# 2016 T.B.X. Team Series Classic news!



## Phil Carver (Apr 5, 2004)

We are happy to announce that the 2016 Team Series classic will be held at Mosquito on October 1st & 2nd! The winning team at this years classic will win a Stra...tos 186 powered by Evinrude valued over $24,000! Special thanks to Evinrude for becoming our premier sponsor for this season as well as Stratos boats and Taylor's South Shore Marine for making the classic prize a reality!

We would like to remind everyone that divisions are limited to the first 50 paid entries per event. With the classic prize as large as it is , we anticipate the fields to fill quickly in some divisions. Don't be left out! Get your memberships in asap! See you on the water!


----------



## Bassbme (Mar 11, 2012)

Phil, are you having anything like paying half of the entry fees now to hold a spot, and pay the rest of it by a certain date, say March 1st to finalize your spot? 

I'd imagine those that would utilize such an option wouldn't mind being charged a slight fee if they were unable to pay the rest of the money on time. I know I personally wouldn't mind some kind of arrangement like that

Or is it strictly get all your money in now if you want to be guaranteed a spot? 

And are you possibly going to post a current roster of those already signed up so that teams that aren't signed up can keep track of how many spots are left?

I was able to fish a few of your tournaments in the Mahoning division last year, and I'm going to definitely be fishing, or at least I want to definitely fish the Mahoning team division this year. Just not sure I can swing the whole $865 right now. 

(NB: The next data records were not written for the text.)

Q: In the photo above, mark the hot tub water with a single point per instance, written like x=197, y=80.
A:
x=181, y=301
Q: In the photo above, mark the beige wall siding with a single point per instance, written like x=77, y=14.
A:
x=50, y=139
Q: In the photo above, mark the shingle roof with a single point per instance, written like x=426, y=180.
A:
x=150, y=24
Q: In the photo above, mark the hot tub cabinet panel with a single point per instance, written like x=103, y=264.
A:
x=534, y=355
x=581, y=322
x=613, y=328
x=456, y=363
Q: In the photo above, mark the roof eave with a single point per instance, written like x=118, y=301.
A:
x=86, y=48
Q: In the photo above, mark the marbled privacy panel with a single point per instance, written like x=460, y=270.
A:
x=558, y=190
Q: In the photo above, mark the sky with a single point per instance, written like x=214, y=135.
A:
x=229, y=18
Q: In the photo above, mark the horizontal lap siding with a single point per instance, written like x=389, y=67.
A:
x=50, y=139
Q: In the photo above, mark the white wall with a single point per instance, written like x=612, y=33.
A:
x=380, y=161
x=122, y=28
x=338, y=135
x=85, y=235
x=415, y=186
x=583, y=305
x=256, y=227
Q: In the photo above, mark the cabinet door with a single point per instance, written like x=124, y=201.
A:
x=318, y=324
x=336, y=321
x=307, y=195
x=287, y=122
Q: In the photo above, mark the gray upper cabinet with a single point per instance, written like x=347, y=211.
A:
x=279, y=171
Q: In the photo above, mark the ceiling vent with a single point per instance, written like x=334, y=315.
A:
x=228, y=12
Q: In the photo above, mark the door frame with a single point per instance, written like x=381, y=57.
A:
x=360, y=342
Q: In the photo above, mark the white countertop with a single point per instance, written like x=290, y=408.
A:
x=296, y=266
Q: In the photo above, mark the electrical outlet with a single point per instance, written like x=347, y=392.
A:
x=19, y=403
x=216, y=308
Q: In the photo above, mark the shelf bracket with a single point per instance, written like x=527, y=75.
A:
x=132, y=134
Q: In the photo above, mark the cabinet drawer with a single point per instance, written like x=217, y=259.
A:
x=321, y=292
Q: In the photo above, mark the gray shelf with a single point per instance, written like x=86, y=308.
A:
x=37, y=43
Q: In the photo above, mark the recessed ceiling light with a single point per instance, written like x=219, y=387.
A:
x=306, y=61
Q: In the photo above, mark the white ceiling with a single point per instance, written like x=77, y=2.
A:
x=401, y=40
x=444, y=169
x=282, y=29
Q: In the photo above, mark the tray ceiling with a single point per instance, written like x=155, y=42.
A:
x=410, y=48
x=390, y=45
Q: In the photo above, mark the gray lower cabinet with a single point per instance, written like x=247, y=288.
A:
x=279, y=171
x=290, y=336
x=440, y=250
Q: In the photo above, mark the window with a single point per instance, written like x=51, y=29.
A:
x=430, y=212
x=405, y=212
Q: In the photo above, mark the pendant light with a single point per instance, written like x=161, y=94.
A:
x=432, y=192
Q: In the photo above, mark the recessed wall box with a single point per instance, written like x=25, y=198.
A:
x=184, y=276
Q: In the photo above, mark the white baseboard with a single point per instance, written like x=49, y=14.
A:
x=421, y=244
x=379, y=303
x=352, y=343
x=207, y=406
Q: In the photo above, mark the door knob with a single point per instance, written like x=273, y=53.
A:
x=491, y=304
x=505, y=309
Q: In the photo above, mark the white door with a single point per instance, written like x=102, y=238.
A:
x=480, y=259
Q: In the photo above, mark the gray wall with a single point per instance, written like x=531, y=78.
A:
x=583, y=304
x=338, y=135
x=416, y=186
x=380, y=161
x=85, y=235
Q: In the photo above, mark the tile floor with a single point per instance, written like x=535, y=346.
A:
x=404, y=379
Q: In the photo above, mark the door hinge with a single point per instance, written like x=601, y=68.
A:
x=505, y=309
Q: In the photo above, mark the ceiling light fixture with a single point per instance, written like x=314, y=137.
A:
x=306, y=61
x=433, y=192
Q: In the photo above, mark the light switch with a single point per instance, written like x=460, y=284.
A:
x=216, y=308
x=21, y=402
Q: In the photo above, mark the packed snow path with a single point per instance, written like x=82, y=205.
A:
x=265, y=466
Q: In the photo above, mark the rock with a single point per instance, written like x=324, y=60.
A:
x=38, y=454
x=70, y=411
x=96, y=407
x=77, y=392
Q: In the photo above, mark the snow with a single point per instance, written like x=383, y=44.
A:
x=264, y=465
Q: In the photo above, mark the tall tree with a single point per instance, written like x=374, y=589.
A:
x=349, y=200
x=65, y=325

Please let me know so I can see how to proceed from here. 

Thanks !!!


----------



## BASSINONE (Oct 24, 2013)

Hey bass, At this time there is nothing in place for partial payments. I would get my membership in, and pay for as many, up front as you can. Pm me, i will give you my address. Its 165.00 per event. Hope this helps.


----------



## Bassbme (Mar 11, 2012)

Bassin .... PM sent


----------



## Flipp (Apr 5, 2004)

I really like this series and I'm not trying to piss anyone off or start a heated discussion but shouldn't a championship be decided by how well u do during the season not how much money u have to pay for them all up front. I understand why u r doing it but not everyone has that kind of money up front. Maybe do if u pay for them all up front u r automatically in and then take the top 10 from each division to get in also. Just putting my 2 cents in.


----------



## Phil Carver (Apr 5, 2004)

Seems to be some confusion. We do not require anyone pay upfront for their entry fees but I want to stress that we do have a capped field of 50 Boats per event. We have never had an issue of not having enough openings to not allow an angler to fish in an event. But with the interest the circuit is getting this season I cannot guarantee that by paying a membership will lock anyone in.


----------



## Bassbme (Mar 11, 2012)

My only reason for wanting to pay up front is because of the capped field of 50 boats. I certainly wasn't trying to insinuate that a team is required to pay their entry fees up front.

50 boats is not a lot of boats, and considering the championship prize, and the payout for first place on a full field, there is a possibility in my mind, realistic or not, that some of the tournaments could be fishing a full field. If that's the case, and you weren't one of those already registered, you'd miss out on the points for that tournament, which would greatly reduce your chance of qualifying for the year end championship. 

Of course there is just as much of a chance that none of the tournaments will fish a full field, and you could pay entries as each qualifier rolls around.

I like the Mahoning division schedule too much to take that chance.


----------



## Marshall (Apr 11, 2004)

Bassbme said:


> My only reason for wanting to pay up front is because of the capped field of 50 boats. I certainly wasn't trying to insinuate that a team is required to pay their entry fees up front.
> 
> 50 boats is not a lot of boats, and considering the championship prize, and the payout for first place on a full field, there is a possibility in my mind, realistic or not, that some of the tournaments could be fishing a full field. If that's the case, and you weren't one of those already registered, you'd miss out on the points for that tournament, which would greatly reduce your chance of qualifying for the year end championship.
> 
> ...


Pay your membership fee and you will be locked in on the division you Signed up for. You do not have to pay for all your events up front.


----------



## Bassbme (Mar 11, 2012)

Marshall said:


> Pay your membership fee and you will be locked in on the division you Signed up for. You do not have to pay for all your events up front.


Marshall, thanks for the response. 

I find Phil's first post confusing. You mention simply needing to pay your membership fee and you're locked in. Phil in the first post of this thread says "get your memberships in asap".

Yet in the first sentence of the second paragraph of Phil's first post, it says "divisions are limited to the first 50 paid entries, per event" I'm not trying to be argumentative here, but I read that as meaning, if you don't get your entry fees in for the event before 50 other teams do, it doesn't matter if you're a TBX member or not. 

TBX memberships are universal, which is one of the great things about being a member. Your membership covers all TBX divisions, and both the Elite and Teams series.

I'm going to be sending Phil a PM to get clarification. 

Thanks again


----------